Personally I know that I have at times hugely underestimated myself. I only saw how invisible this was when kind friends pointed it out to me. But it's not easy to hear. Ever witnessed someone defending their limitations? Maybe you even tried to talk them out of it when they asserted they aren't "the kind of person who..." or "tried but can't..."
I don't have any trouble calling to mind someone I know who can't quite see for themselves just how attractive, strong, capable, loving or giving they are.
A quote attributed to Henry Ford is
Whether you think you can
or whether you think you can't
either way
you are right
The whole package that makes up what I call "myself" is only a mystery to one person: Me. And it's amazing how wrong we can be about our own base assumptions of who we are.
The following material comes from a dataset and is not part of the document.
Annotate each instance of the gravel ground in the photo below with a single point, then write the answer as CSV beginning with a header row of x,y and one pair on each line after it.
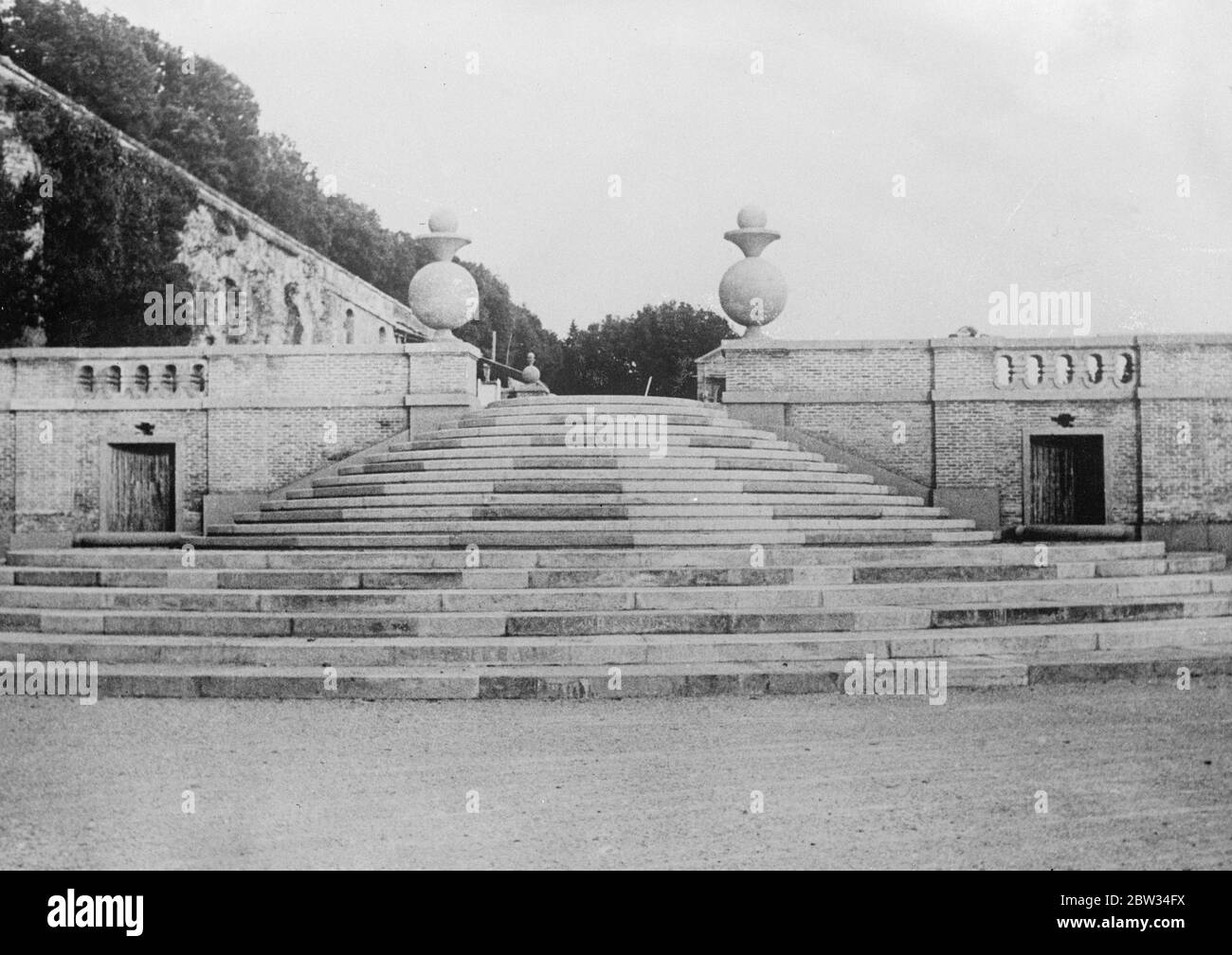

Underestimating yourself always arises from who you assume you are.
The question "who am I?" deserves more airplay than we give it. Not only are we not entertaining the question, we seem to be moving away from contemplative traditions in which these kinds of questions mattered. We no longer engage in pure inquiry. Are we so intolerant of mystery that we would rather be wrong than not know something.
The price we pay for this is to be overly-engaged in our assumptions. And from the assumption that there is something fundamentally limited about us arises the desire to improve who we are.
Why improve who you think you are when you can simply look to see who you really are "before" the personality arrived that you call YOU.
"Who am I" or better said, "What is I?" are invitations to peek underneath the construct of ourselves, beyond the false self that we made up and just see. What came before the thoughts of "I."
I have come to appreciate these contemplations, and to enjoy following where they lead.
Are you the limited person you think you are? What if you are not?
This self I call me seems nothing more than a bouquet of thoughts, rather than facts. I call them me, but really they are air. They are concepts -- ideas that have nothing to do with who I am or what I am capable of -- if I weren't so interested in what I think about myself.